Вот и гуляют все до ужина, погода ведь хорошая. И после ужина гуляют – до отбоя, темнеет поздно, в одиннадцать светло ещё, – словоохотливо рассказывала Рите её собеседница. – А по мне так хоть всю ночь гуляй: второй год спать не могу, бессонницей мучаюсь. Тут все такие лежат – у кого бессонница, у кого слёзы по любому поводу, или жизни себя лишить пытались, с отчаянья, или довёл кто…

Спортсмены лежат, нагрузок не выдержали, вот и попали в больницу… Им отдыхать надо, лежать, а они с утра пораньше в парке бегают, тренируются, на турнике крутятся, гнутся по всякому… Вот кто ненормальный, так это они! Два часа кряду над собой издеваются, на завтрак еле приползают. Врачи смеются, говорят, у нас Олимпиаду проводить можно.

От нервов здесь лечимся. На людей не бросаемся, не лаем, не кусаемся, а ты что подумала, милая? На тебе ж лица нет, как меня увидела… Депрессия у меня. Врачи говорят, лечить надо, вот я и согласилась лечь. Сказали, что дома только хуже станет. Я и легла, сама попросилась. Дочка у меня померла. Проводницей работала, вагонами её раздавило, – женщина всхлипнула, прижала к глазам платок. – Сейчас… пройдёт.

Рита погладила её по руке, это как-то само собой получилось. Женщина посмотрела на неё и попыталась улыбнуться, но не смогла.
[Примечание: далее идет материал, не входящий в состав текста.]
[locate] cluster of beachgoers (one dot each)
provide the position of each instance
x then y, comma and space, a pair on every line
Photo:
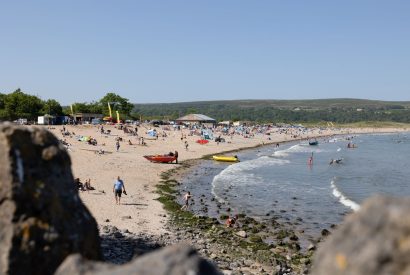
134, 158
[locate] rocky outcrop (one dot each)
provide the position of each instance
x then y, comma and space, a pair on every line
375, 240
42, 219
173, 260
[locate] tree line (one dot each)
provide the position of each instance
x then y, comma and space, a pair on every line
18, 104
262, 113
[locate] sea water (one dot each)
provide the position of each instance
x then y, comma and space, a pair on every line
280, 182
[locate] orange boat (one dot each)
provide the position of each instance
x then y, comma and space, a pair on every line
160, 158
202, 141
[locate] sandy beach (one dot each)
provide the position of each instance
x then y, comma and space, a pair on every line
139, 210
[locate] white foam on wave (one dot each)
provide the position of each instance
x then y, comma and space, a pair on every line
241, 174
298, 148
342, 198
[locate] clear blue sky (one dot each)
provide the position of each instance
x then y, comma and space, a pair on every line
173, 51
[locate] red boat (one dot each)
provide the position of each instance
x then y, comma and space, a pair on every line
160, 158
202, 141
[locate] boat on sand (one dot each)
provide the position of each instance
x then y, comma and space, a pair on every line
226, 158
160, 158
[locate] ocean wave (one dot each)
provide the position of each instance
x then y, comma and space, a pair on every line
342, 198
298, 148
241, 174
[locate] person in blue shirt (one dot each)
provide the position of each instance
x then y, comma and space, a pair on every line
117, 189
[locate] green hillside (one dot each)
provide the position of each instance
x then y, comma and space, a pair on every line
344, 110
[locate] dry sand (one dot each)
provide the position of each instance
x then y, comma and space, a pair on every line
140, 176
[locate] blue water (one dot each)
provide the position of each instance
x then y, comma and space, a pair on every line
278, 182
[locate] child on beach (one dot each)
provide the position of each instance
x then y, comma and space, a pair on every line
118, 189
187, 196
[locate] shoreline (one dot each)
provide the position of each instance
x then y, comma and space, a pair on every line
289, 254
144, 214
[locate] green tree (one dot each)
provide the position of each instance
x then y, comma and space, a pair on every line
21, 105
52, 107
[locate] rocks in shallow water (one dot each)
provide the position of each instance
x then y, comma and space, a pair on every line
325, 232
374, 240
42, 218
173, 260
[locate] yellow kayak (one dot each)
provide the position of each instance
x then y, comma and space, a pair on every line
226, 158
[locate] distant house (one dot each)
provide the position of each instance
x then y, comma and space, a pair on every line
196, 118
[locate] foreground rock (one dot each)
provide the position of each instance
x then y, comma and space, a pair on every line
375, 240
42, 219
173, 260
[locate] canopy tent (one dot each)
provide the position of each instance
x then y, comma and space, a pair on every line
196, 118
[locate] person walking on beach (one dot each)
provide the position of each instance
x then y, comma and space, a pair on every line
310, 160
118, 189
187, 196
176, 156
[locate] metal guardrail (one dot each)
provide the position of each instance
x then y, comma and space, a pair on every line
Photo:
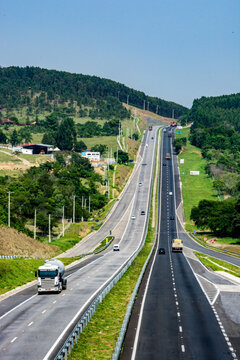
79, 327
10, 257
213, 247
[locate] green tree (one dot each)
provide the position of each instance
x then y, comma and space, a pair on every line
3, 137
14, 140
66, 134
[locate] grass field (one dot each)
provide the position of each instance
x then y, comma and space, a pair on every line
194, 187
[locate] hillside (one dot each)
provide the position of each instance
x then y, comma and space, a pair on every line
216, 131
82, 95
16, 243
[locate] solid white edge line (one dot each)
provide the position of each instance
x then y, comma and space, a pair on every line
141, 312
147, 285
46, 357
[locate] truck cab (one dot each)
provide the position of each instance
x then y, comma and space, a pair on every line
50, 277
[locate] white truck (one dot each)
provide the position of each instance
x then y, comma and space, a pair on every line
50, 277
177, 245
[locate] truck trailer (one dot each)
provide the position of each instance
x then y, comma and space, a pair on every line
50, 277
177, 245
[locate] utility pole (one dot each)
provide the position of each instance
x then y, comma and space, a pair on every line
82, 208
35, 223
74, 197
63, 221
49, 228
9, 195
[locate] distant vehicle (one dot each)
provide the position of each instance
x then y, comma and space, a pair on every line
161, 251
50, 277
177, 245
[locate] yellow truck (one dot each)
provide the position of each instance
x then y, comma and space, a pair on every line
177, 245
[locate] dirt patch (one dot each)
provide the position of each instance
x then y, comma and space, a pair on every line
13, 166
122, 176
13, 242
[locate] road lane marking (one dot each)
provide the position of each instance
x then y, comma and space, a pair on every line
7, 313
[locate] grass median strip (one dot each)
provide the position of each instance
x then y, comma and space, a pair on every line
98, 339
218, 265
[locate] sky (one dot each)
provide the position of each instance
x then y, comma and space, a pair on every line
177, 50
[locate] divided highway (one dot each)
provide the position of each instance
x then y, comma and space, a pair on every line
33, 326
176, 320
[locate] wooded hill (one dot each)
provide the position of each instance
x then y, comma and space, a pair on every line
216, 130
94, 96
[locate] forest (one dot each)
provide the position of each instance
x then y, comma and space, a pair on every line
47, 189
95, 97
216, 131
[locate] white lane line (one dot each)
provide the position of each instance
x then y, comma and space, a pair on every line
7, 313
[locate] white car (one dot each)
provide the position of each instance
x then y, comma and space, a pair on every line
116, 247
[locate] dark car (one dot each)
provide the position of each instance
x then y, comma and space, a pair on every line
161, 251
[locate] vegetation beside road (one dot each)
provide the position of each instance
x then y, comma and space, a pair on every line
194, 187
218, 265
99, 337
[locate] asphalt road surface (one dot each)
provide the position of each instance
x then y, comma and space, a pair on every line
176, 320
31, 325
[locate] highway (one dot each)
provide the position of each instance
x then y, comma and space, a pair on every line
176, 319
33, 326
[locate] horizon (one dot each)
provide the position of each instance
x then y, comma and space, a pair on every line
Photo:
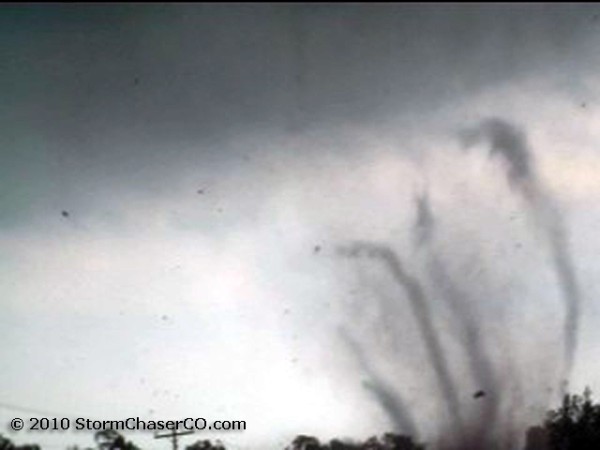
197, 201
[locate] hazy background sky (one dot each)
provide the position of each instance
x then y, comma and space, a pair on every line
210, 158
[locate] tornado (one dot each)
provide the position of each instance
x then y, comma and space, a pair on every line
509, 143
455, 298
422, 314
391, 402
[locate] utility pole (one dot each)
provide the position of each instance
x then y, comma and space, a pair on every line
173, 435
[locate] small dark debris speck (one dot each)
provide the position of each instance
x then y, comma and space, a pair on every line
479, 394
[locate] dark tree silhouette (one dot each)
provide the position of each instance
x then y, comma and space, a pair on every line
205, 445
573, 426
7, 444
388, 441
112, 440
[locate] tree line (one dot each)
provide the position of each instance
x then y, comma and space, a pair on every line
575, 425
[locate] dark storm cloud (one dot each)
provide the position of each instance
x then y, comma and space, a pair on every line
127, 95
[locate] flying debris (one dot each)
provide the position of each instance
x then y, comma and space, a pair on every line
479, 394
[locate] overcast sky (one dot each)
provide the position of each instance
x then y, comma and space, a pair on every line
175, 180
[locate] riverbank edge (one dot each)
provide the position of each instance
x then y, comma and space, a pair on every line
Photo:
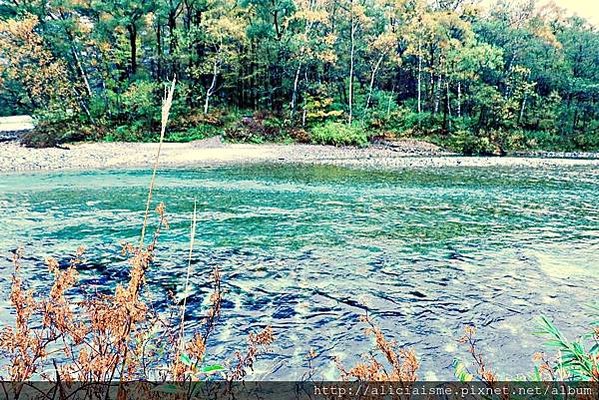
213, 152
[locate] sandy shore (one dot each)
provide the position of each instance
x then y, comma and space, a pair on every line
14, 157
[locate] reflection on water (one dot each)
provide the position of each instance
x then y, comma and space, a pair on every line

– Она у меня одна была, дочка–то, теперь вот нету… Я сама в том поезде ехала, в последнем вагоне, а дочка во втором. Ночью случилось… Первые три вагона в гармошку сплющило. Вот с тех пор спать не могу – вижу в каждом сне, как вагоны друг в дружку вминаются… Второй год не сплю, боюсь глаза закрыть. С таблеткам ихними только и сплю. Выпишут меня, полгода нормально всё, после опять начинается. Опять не сплю, по дочке плачу. В гробу закрытом хоронили, не повидались мы с ней…

Ну и другие тоже здесь… Вон парень, с рыжей в кустах тискается – школу с медалью окончил, занимался с утра до ночи, в МГУ поступать хотел. Перезанимался. Голова думать отказалась, от перенапряжения. Так он теперь всем рассказывает – ой, умора! – будто ему казалось, что голова–то оторвалась! И он в авоське её таскал, без головы-то не пойдёшь ведь! Вот ведь удумал–то, умрёшь с ним! Сам рассказывает, и сам же ржёт. А может, сочиняет. Придуривается, чтобы в армию не забрали. Экзамены не сдал, провалился, вот и боится теперь – в вооруженные силы загреметь. Парень он видный, язык подвешен, девки вокруг него хороводятся, он и старается… Артист!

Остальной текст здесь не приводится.